Deborah Rhode, director of Stanford Law School’s Center on Ethics, said an outside review of the Supreme Court’s handling of the bar exam matter is needed. “Certainly, you’ve got the appearance of bias.”
“This is a classic illustration that you ought not to have ethical complaints against that body being resolved by that body,” said Rhode, who reviewed the Supreme Court’s statement on the issue at the request of The State.
“The problem,” she said, “is not that people are consciously acting to further their professional or personal concerns. It’s one of tunnel vision.”
In every state, the regulation of lawyers falls under the jurisdiction of that state’s highest court, according to the American Bar Association’s Center for Professional Responsibility.
But South Carolina, unlike at least 14 other states, doesn’t have any laws or court rules that require ethical complaints against its justices to be decided by special judicial panels, according to the American Judicature Society’s Center for Judicial Ethics.
The society is a nonpartisan organization of judges, lawyers and others that works to maintain the independence and integrity of the nation’s courts.
“Strangely, there’s been a rash of cases involving supreme court justices,” said Cynthia Gray, the center’s director, when contacted last week. “I hope it’s just a glitch.”

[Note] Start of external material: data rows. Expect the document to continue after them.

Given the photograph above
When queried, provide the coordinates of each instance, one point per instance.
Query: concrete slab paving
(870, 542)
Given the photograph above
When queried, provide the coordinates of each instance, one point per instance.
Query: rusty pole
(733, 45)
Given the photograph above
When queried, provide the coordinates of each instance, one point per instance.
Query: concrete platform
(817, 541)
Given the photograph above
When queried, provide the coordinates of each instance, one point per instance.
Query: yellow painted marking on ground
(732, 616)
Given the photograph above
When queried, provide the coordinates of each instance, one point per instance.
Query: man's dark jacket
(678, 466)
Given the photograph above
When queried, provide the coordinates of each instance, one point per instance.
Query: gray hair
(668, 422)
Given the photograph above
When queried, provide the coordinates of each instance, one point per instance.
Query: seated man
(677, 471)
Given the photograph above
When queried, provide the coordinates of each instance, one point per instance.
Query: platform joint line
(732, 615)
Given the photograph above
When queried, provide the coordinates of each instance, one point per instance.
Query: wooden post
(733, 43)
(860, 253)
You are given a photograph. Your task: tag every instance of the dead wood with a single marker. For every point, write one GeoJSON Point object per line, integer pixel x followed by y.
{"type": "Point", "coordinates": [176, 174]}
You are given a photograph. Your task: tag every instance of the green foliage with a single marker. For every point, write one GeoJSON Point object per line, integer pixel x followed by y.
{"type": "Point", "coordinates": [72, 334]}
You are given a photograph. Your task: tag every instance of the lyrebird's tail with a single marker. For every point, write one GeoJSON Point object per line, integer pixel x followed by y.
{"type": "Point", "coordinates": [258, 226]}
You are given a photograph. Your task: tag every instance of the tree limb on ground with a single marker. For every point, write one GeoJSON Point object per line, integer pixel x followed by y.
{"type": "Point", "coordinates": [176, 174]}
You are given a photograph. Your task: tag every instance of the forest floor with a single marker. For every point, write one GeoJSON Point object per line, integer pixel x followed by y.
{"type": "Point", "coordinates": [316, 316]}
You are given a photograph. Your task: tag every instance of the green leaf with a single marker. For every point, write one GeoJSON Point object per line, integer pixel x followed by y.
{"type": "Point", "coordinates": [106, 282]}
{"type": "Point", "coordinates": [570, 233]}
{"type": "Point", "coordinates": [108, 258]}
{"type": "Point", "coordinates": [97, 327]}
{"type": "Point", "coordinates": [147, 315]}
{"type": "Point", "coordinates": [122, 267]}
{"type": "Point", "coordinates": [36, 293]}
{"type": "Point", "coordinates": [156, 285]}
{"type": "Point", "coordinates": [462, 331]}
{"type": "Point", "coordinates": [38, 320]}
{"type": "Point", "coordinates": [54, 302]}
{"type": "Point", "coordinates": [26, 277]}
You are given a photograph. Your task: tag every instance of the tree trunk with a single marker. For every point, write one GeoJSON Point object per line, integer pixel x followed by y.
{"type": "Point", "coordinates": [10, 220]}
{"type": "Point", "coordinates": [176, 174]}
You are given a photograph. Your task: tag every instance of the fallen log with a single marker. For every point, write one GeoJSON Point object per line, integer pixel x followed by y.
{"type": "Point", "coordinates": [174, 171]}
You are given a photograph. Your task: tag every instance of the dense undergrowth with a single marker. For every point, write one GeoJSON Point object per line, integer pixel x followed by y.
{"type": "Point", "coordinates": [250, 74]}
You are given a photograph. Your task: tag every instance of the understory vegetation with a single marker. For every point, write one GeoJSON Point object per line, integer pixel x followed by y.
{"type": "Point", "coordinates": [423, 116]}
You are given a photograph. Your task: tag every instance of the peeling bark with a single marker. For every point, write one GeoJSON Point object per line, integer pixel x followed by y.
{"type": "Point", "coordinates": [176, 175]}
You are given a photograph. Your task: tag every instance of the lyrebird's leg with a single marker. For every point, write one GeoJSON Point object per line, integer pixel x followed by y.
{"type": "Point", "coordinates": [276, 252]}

In the last 10 years, there were at least 17 disciplinary cases against supreme court justices nationwide, according to the center. Several of the cases involved justices who were charged with drinking and driving.
Adams, the former lawyer for then-S.C. Secretary of State Jim Miles, said a 2001 hit-and-run accident involving Chief Justice Toal illustrates why an outside review panel is needed.
Toal asked the state Office of Disciplinary Counsel — an arm of the Supreme Court — to investigate the accident in which she sideswiped an unoccupied parked car about a block from her Columbia home. Toal admitted she had been drinking before the accident, though she contended she was not drunk.
About a year later, a hearing panel of the Commission on Judicial Conduct — another branch of the Supreme Court — unanimously said Toal violated no judicial ethics rules, and there was no further action.
It was not clear whether Toal faced any disciplinary action stemming from another hit-and-run accident in March in which she didn’t immediately report backing into an unoccupied vehicle parked at Columbia Metropolitan Airport.
The S.C. Supreme Court typically has final say on any discipline involving lawyers or judges. Under court rules, Supreme Court justices under investigation are required to excuse themselves from their own cases, though there is no outside panel that can impose sanctions.
Had Toal been a justice in North Carolina, that state’s second highest court — the Court of Appeals — would have decided her punishment if sanctions were recommended in her 2001 case.
In Georgia, the state’s Judicial Qualifications Commission has the authority to impose sanctions against justices. If a justice objected to a punishment, a substitute court consisting of the commission chairperson and six immediate past chairpersons of the Council of Superior Court Judges would decide the sanction.